Paula and Karl is a home-grown piece on a home-grown subject: Remove the final vowel from one name and add it to the other, and you will recognize the source.

Putting Paul Bernardo and Karla Homolka on stage is not something I would have thought either possible or desirable. I would have been wrong. Frivolous though it may sound, the change of names adds the right amount of distance, gives the piece its own identity and helps remove any hint of exploitation. Mr. Liitoja takes us inside his character’s heads. More crucially and completely, he takes us inside their world.

I mean that literally. The production revives an old form of environmental theatre that has fallen into disuse and that I never much liked in the first place, Here, though, it justifies itself.

The play is staged in a private house. We are greeted brusquely at the door, told to line up against the wall and escorted downstairs. What awaits us is a spacious basement living room with a kitchen in the corner. We are told we may stand, sit or wander as we like, even look into the adjoining rooms, but must get out of the way if the actors require it.

As one of the last to arrive, I found it difficult to decide which of those already to decide which of those already present were actors; some I recognized as colleagues but others seemed remarkably relaxed and at home.

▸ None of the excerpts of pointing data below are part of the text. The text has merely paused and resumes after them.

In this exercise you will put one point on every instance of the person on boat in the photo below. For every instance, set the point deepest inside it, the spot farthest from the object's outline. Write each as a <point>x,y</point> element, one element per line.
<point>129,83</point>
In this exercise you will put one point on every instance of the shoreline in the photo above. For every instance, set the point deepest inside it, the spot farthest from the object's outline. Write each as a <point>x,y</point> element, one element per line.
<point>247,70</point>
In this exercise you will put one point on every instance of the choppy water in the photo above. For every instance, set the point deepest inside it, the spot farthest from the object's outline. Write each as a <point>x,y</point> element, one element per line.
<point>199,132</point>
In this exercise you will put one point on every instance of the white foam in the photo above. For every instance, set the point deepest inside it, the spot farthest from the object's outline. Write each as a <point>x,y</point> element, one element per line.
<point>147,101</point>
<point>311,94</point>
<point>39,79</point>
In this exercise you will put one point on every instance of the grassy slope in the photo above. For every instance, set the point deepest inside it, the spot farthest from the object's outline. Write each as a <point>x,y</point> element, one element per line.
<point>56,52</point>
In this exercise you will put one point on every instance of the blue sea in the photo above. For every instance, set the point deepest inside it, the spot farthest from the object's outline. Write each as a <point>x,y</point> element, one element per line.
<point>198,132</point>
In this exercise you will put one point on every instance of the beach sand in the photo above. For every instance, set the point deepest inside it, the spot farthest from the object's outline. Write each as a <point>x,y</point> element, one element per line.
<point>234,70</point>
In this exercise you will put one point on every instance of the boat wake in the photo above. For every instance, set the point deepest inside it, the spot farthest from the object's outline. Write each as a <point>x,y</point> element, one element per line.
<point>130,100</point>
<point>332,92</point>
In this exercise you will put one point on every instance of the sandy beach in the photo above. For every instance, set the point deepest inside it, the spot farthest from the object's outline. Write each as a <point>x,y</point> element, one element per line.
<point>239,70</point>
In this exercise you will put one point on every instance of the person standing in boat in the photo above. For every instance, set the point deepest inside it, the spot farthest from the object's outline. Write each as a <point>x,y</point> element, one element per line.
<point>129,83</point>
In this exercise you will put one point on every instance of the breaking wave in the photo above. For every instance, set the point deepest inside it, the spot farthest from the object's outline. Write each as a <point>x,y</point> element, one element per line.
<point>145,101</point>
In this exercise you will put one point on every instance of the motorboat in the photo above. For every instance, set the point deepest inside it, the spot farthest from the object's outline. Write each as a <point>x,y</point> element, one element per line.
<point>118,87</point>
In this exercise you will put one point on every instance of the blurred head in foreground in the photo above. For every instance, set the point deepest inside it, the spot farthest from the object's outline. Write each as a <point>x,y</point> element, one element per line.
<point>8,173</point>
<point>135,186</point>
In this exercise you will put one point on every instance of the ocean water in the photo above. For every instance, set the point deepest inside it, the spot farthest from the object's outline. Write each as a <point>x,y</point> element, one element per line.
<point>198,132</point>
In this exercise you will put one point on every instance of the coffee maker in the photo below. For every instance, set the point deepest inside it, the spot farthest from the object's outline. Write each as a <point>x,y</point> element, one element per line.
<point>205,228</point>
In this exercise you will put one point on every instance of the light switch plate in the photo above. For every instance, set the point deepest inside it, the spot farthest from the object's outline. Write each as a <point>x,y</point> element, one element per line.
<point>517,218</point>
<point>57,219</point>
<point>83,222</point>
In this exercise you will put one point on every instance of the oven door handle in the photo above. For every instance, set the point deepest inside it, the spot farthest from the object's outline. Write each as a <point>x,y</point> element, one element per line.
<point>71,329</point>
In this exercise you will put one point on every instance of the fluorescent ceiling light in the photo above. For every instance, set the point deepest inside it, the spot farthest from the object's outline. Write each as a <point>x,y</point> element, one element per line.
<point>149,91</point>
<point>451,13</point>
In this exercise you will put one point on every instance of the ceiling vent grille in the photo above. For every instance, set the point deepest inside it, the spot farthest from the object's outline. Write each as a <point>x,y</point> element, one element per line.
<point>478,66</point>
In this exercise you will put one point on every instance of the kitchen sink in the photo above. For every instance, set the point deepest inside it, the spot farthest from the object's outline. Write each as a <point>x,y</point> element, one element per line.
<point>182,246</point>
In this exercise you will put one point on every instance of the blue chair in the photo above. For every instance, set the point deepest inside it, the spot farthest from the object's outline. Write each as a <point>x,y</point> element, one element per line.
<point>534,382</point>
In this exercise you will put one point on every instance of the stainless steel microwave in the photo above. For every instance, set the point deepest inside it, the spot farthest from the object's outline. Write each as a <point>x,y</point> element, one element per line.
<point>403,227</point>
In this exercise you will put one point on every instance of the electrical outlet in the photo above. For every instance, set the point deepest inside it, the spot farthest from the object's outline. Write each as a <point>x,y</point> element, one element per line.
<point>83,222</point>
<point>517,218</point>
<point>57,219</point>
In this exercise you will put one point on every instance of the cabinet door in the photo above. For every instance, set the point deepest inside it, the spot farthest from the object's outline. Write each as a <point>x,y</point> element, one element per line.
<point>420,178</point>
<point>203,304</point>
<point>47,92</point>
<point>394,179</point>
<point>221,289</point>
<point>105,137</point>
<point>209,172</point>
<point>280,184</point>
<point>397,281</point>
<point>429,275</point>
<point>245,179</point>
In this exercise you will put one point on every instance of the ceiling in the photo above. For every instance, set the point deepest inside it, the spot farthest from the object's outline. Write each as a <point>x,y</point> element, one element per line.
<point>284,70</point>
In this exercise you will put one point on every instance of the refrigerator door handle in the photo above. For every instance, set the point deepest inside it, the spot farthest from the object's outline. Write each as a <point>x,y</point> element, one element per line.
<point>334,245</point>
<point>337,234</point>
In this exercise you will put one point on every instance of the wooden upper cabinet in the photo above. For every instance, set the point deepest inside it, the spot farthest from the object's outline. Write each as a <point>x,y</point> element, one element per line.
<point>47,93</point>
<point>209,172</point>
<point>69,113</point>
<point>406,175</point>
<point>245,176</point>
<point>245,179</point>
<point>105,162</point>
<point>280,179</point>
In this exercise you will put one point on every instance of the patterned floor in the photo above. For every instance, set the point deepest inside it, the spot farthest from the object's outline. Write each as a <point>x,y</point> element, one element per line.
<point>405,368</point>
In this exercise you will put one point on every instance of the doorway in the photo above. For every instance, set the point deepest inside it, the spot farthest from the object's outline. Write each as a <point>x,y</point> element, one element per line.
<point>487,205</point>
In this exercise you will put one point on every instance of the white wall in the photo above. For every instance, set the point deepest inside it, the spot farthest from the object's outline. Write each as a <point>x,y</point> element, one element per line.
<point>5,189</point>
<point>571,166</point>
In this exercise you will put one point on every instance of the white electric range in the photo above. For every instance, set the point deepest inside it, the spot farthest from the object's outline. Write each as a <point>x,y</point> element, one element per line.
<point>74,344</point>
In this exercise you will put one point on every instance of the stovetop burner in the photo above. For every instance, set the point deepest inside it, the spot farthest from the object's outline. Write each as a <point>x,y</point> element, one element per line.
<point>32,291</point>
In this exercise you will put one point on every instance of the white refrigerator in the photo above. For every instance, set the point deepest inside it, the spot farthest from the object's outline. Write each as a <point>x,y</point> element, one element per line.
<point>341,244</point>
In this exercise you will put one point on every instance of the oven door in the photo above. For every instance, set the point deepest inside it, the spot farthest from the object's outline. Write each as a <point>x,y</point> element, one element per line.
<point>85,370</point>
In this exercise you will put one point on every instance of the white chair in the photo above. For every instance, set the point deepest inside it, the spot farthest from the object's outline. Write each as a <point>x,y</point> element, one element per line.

A video was playing, The Cider House Rules; I got quite caught up in it, since for a long time nothing else happened. Gradually it became clear the young blond woman slumped on the couch half-watching the movie, half-reading a book, and awesomely reposed was the only actor present; presumably she was Paula. Eventually a man joined her: her husband, Karl, home from work or somewhere.

As they greet one another, we in the audience switch automatically into different mode; we start to judge the performances. At first they seem like what might pass in a normal theatre for good naturalistic acting; at these close quarters they appear artificial, the voices preternaturally clear, the sentences too precisely formed.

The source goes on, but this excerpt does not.